It is time for governments to stop rejecting the cryptocurrency revolution, considering it the means of illegal payments and reckless financial speculation, says prominent economist Mohamed El Erian.
Instead, they should embrace the cryptocurrency market for a better economy and society in general, he adds.
At the same time, cryptocurrency enthusiasts need to recognize the issues that have arisen in terms of the impact of these digital assets on the environment as well as the regulatory issues that need to be addressed.
According to El Erian, they must move away from the “zero-sum” mentality, according to which their profits can only come from the losses of the established financial system.
More generally, the debate in the public sphere, especially in Western economies, about cryptocurrencies remains narrow, and causes polarization and division, with participants speaking completely different languages, as the Allianz chief economist points out.

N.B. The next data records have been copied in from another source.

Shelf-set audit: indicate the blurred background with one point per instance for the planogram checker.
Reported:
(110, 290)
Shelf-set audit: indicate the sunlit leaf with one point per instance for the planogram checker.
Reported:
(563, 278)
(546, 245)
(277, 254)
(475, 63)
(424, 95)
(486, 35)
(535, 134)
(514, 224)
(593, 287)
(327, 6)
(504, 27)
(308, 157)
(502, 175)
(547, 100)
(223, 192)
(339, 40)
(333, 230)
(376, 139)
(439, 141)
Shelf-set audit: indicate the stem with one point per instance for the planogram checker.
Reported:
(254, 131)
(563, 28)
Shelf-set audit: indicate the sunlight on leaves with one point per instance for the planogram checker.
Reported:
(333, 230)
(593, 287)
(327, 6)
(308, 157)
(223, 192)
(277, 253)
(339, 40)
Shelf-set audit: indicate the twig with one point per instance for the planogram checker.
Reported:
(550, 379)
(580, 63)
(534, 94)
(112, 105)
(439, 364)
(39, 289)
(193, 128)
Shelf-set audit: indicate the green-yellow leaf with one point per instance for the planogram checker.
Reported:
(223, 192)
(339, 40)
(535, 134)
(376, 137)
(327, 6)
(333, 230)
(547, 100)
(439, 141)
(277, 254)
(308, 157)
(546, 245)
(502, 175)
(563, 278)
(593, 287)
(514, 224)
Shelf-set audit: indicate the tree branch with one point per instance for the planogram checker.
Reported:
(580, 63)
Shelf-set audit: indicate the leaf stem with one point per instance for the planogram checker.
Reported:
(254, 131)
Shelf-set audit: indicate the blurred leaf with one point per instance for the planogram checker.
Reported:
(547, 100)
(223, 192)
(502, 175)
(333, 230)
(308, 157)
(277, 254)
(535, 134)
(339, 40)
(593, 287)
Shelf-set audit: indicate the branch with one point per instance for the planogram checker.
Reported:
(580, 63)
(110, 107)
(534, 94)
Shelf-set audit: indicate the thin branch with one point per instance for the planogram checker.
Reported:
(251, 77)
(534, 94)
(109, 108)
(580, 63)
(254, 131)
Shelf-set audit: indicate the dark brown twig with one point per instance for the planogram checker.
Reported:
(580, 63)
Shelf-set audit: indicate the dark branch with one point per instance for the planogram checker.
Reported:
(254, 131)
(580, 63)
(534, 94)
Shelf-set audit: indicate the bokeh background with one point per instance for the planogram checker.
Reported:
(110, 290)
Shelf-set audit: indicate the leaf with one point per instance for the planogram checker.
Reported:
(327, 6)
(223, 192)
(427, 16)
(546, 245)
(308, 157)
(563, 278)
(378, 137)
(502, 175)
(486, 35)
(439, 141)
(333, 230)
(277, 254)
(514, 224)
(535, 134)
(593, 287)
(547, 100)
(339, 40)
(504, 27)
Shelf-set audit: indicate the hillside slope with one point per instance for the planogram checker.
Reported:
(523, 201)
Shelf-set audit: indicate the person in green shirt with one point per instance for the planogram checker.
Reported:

This has intensified the climate of conflict between the proponents of accelerating the adoption of cryptocurrencies and the institutions, e.g. central banks, ministries of finance, etc.
The example of China
Instead, China is moving forward with a stronger, unified top-down vision, paving the way for transformation policies that have the potential to extend far beyond the country itself.
What happens next will have profound implications for financial services, monetary policy, investment, payment platforms and the formation of global reserve currencies.
It will also affect the control and use of big data, as well as China-US technological and economic competition.
The three factors that change things
Three parameters reveal how things can be shaped.
First, the technologies leading the revolution, including distributed ledgers for trading, more commonly known as blockchains, are increasingly changing the financial industry, which has long been relatively inefficient.
The combination of regulatory barriers that prevent new “players” from entering the industry and traditional customer inaction are no longer strong enough factors to discourage a new wave of technology-based competition.
Second, despite their volatility, cryptocurrencies are gradually gaining ground in investor portfolios.
Third, cryptocurrencies are becoming increasingly popular in the payment ecosystem.
It is worrying that they are used in ransomware attacks, but it is positive that they are used, on the other hand, to transfer remittances, where too many traditional channels remain slow and expensive.
But developments in the global monetary system continue to be undermined by price volatility, a lack of broad confidence and regulatory concerns.
The big question is whether convergence will be achieved.
The burden falls mainly on the world of encryption, which is in danger of repeating the mistake that Big Tech made – pursuing narrow business goals without realizing that their success will make them systemically important.